In this exclusive interview, Juan Carlos Garcia, Principal Technology Advisor at OpenNebula Systems, shares his extensive expertise in the telco industry and discusses how AI and automation are driving the transformation of cloud-edge infrastructures, paving the way for advancements in B5G and 6G networks.
Juan Carlos – could you tell us a bit about yourself and your role at OpenNebula Systems?
Sure! I’m a telecom engineer with 35 years of experience in the telco industry and a background in computer science. I started working in 1990 at Telefónica coding software for a packet switch while also teaching computing science at Carlos III University at night. After a few years focusing on infrastructure deployment and service delivery, it’s been great to see telecom operators re-engage with technology development, acquiring new skills in software, data and AI, participating in different communities and ecosystems, and collaborating with technology providers like OpenNebula Systems.
I joined OpenNebula Systems because of its open source approach—something refreshingly different from what I experienced in telecom—and its mission to create a multiprovider edge cloud continuum for hosting complex applications like telecom services or AI. That has been one of the subjects I have been working on in the last years at Telefónica, and my role in OpenNebula Systems, as Principal Technology Advisor, is contributing my experience to drive its technology and business development towards something useful for the telecom industry.

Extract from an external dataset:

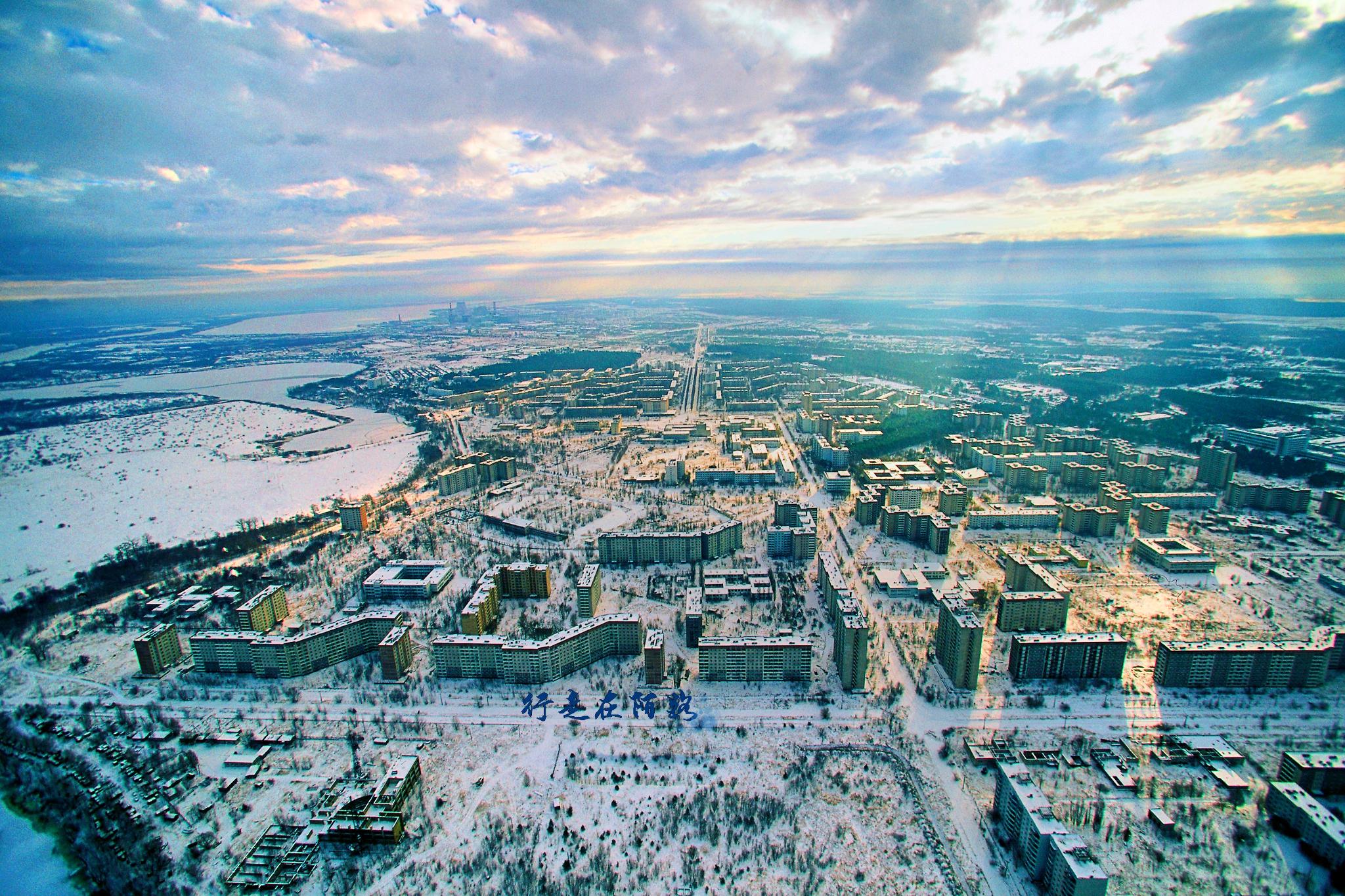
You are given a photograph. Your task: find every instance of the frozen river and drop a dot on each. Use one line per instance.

What role do you think AI plays in telco cloud transformation? Any specific use cases?
AI can be a game-changer for the telecom industry, even though it is not something entirely new to the operators. Early AI applications date back to the beginning of the 2000s, with automation of event and alarm monitoring, correlation and fault detection, providing first insights and recommendations for troubleshooting. Today, advances in technology, and especially data availability and accuracy, have significantly improved its applicability and potential benefits.
AI can optimize complex processes like planning, engineering, and operation and maintenance of the telco cloud infrastructure. It can also help to make the best use of scarce and/or expensive resources like typically spectrum, transport link bandwidth, edge compute capacity, or energy. Generative AI adds another layer of value by enabling technicians to access company knowledge—technical documentation, reports and databases—through natural language. This empowers better informed and advised decision-making.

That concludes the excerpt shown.